The “Report” believes that in 2019, the artificial intelligence industry is facing a “mid-term exam.” The industry’s requirement for artificial intelligence is no longer “looking up to the stars”, but on a large scale to create new value for society. Regarding the thresholds that hinder the large-scale implementation of the artificial intelligence industry, the “Report” believes that there are four categories: data security and privacy protection, data threshold, talent threshold, and cost threshold.
Yang Tao believes that from a micro perspective, we should not only pay attention to whether the risk characteristics of the original financial institutions and products have changed after the introduction of new technologies, but also discuss the risks of the new technologies themselves and the new financial risks in the Internet and big data environment.

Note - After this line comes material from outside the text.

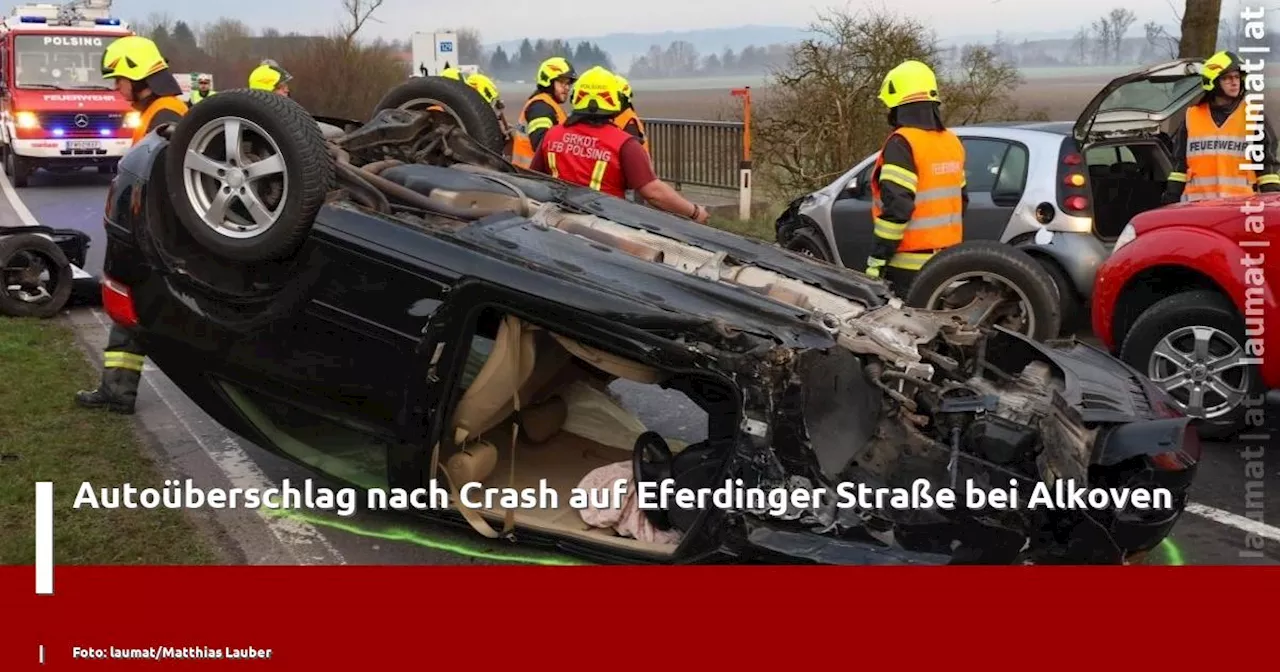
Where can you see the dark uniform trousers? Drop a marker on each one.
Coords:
(123, 356)
(122, 368)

According to industry insiders, artificial intelligence also has certain bottlenecks or loopholes. Yang Zijiang, a professor at Western Michigan University and the founder of Deep Trust, told the Financial Times reporter: “The research on AI has been for a long time, and the reason why there has been no progress for a long time is because previous research is based on semantic understanding. It tries to understand a problem. Respond to the corresponding understanding, but this road is difficult to go down. In recent years, the rapid development of artificial intelligence is mainly based on machine learning. Based on big data, it does not really understand your problem. However, just learning based on big data is not a particularly complete combination. For example, in 2017, Tesla’s self-driving vehicle collided with a truck just one hour after its debut. The reason was that the on-board machine learning software misidentified a white truck as a blue sky. So, it’s not the deficiencies in specific applications, but the deficiencies and bottlenecks in the discipline itself.”
Su Sui said that in theory, there must be a way to crack the loopholes in AI, such as the face and in vivo verification frequently mentioned recently. “But the technology is continuously iteratively improved, and the prevention technology will also be improved. Coupled with hardware upgrades, such as 3D optical lenses, it will be more and more difficult to crack.” Su Sui said.